560 kids blend into Hilo Intermediate
By Mary Vorsino
Advertiser Staff Writer
By Mary Vorsino
The 560 seventh- and eighth-graders who attend Hilo Intermediate come from six feeder schools across the Big Island. With students coming from so many different communities, there could be a lot of trouble at the campus.
But there isn't.
"If this were any other school, it would be a war zone," said Principal Elaine Christian. "But here, you see these kids blend. I see them grow."
Christian, who has been at the school for nine years, said her students overcome a host of economic and personal challenges to succeed.
Though the school is struggling to meet the demands of the federal No Child Left Behind Act, it has seen test scores improve for the last two years.
The school was put into restructuring in 2004.
"We may not be a rich and fancy school," Christian said. "But our kids have so much heart. That's what makes our school unique."
The school emphasizes students' futures. Students are consistently asked — by teachers, staff, even janitors — to think about what they want to do when they graduate from high school. What they want to be. Where they will live.
Christian said she wants all of her students to envision themselves as high school and college graduates. And she often encourages her kids to find mentors in teachers, staff members or members of the community. The idea has caught on in a big way. A custodian at the school who played in the World Series sits with students regularly to talk about what it takes to be a college baseball player.
And the cafeteria's head cook can often be found discussing the food business with future restaurateurs and chefs. "These kids will seek these people out," Christian said. "It's fairly unique. I see so many opportunities in it."
Christian says she loves Hilo Intermediate and its students so much she doesn't want to leave. She plans to retire from the school — in five or six years.

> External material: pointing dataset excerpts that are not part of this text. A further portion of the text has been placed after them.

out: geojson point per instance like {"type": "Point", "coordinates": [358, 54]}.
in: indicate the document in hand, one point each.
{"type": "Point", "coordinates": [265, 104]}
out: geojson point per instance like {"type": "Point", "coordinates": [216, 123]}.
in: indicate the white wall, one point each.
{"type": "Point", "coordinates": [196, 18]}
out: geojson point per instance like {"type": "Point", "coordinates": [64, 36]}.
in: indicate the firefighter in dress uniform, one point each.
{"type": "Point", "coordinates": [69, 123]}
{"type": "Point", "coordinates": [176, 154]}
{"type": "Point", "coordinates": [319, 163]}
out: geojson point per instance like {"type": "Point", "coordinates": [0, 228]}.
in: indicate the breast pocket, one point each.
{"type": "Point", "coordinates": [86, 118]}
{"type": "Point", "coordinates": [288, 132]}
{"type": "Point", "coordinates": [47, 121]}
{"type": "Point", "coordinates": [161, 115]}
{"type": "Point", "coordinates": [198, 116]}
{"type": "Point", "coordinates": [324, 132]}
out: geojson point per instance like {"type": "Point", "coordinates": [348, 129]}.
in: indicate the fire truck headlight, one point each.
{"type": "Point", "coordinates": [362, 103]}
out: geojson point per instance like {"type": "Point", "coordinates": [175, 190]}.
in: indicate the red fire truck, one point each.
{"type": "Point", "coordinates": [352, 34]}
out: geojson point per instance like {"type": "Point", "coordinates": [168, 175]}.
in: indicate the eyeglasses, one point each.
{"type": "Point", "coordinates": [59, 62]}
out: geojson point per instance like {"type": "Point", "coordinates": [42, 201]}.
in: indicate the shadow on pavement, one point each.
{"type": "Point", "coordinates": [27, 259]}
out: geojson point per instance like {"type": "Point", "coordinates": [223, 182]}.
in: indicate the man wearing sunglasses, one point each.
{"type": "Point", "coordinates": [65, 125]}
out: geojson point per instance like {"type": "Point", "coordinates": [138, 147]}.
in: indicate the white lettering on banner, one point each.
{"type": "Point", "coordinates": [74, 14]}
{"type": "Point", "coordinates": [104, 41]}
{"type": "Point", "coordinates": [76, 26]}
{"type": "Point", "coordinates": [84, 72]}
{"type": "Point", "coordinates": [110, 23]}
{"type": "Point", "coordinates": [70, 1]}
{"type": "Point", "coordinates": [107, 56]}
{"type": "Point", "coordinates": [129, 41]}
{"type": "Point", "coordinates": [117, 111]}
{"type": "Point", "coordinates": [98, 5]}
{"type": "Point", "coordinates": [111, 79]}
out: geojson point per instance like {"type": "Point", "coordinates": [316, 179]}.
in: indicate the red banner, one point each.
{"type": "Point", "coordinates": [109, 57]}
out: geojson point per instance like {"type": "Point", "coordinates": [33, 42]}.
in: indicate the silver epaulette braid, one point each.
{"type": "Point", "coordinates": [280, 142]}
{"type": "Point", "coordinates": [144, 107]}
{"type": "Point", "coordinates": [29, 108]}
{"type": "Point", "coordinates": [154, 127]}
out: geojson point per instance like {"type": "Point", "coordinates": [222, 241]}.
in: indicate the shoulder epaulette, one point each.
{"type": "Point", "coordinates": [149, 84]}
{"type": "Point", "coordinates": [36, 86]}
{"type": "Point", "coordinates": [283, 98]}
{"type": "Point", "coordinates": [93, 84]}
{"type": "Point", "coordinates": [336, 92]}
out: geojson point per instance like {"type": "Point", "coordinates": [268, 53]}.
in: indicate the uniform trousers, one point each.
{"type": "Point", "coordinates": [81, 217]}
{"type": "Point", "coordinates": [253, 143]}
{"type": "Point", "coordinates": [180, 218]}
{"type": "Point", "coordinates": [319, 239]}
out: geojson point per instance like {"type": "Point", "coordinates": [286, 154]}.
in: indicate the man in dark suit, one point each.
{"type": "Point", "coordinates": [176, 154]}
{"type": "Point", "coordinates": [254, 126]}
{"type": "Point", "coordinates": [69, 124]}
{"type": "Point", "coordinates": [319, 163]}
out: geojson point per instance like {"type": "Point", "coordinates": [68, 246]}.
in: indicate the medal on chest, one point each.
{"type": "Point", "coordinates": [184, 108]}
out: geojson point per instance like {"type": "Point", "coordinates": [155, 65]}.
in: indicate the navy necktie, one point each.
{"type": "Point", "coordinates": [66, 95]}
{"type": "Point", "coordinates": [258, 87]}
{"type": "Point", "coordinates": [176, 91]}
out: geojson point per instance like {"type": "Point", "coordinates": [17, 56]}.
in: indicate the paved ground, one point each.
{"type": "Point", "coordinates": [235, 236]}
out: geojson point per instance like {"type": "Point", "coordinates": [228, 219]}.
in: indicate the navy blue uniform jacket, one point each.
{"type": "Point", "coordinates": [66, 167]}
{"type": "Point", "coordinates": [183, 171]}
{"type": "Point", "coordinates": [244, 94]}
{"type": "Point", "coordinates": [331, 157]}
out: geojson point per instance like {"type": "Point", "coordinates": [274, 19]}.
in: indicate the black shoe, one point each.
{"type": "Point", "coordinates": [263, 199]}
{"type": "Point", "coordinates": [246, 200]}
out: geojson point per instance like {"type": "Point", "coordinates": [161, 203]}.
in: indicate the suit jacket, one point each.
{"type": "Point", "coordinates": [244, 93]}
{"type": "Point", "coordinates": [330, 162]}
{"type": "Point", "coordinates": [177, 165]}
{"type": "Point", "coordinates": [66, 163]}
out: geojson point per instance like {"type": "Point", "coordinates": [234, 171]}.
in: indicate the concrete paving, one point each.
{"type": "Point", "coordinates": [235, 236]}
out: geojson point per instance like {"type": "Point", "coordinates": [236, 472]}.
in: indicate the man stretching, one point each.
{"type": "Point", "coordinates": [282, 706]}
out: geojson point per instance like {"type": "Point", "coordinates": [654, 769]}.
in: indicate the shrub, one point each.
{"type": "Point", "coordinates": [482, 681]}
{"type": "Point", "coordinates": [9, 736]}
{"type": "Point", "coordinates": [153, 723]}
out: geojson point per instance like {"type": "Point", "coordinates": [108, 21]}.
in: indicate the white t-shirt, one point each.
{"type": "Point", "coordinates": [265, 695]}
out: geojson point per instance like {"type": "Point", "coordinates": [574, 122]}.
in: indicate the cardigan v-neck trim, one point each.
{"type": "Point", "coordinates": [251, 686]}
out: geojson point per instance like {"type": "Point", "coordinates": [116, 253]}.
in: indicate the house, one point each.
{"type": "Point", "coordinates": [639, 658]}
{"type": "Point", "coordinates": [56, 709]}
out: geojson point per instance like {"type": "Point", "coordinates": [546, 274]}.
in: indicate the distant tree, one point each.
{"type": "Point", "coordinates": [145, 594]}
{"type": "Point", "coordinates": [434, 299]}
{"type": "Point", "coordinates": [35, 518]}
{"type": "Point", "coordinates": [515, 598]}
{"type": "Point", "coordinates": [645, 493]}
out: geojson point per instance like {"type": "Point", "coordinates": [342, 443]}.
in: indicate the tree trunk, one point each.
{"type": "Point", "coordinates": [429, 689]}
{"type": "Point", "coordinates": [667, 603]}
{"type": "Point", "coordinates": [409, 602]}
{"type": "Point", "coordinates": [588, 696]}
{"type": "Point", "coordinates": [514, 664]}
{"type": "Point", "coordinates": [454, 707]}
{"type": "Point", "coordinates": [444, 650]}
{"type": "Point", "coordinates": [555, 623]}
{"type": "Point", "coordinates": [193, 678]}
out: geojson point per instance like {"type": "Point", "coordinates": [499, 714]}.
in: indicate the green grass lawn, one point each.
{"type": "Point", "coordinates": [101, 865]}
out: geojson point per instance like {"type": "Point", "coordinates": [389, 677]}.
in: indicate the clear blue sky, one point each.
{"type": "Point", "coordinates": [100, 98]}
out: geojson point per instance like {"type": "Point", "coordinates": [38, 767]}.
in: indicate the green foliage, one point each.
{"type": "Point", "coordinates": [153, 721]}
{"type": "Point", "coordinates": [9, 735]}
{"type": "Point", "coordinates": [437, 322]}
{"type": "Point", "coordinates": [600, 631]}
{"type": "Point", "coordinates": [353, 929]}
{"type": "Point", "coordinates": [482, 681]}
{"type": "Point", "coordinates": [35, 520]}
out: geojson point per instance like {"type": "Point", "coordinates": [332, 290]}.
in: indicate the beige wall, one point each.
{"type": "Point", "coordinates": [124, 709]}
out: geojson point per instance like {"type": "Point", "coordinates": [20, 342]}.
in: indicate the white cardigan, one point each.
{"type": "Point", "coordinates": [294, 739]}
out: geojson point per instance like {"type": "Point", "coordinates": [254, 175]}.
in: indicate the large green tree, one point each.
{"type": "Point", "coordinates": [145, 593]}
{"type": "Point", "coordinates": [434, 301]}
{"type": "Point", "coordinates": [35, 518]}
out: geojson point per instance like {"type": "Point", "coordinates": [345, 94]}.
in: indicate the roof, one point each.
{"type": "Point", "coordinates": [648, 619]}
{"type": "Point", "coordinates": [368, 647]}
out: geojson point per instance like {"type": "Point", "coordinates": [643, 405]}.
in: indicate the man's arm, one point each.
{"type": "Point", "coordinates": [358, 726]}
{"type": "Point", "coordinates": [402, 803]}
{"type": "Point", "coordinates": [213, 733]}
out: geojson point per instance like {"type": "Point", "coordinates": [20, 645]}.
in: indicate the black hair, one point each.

The school's band is a popular elective among students. About 75 seventh-graders and 50 eighth-graders play — and many have never before picked up an instrument. "By the time they get to the eighth grade, these children are really performing in the high school level," Christian said. "If you heard this band, you'd be so amazed."
Christian said she's had to be creative with her budget — and budget cuts. This year, kids at the school didn't have a single field trip because the school couldn't afford buses. Though the trips were missed, not a single student or teacher grumbled. "I didn't have one complaint," Christian said.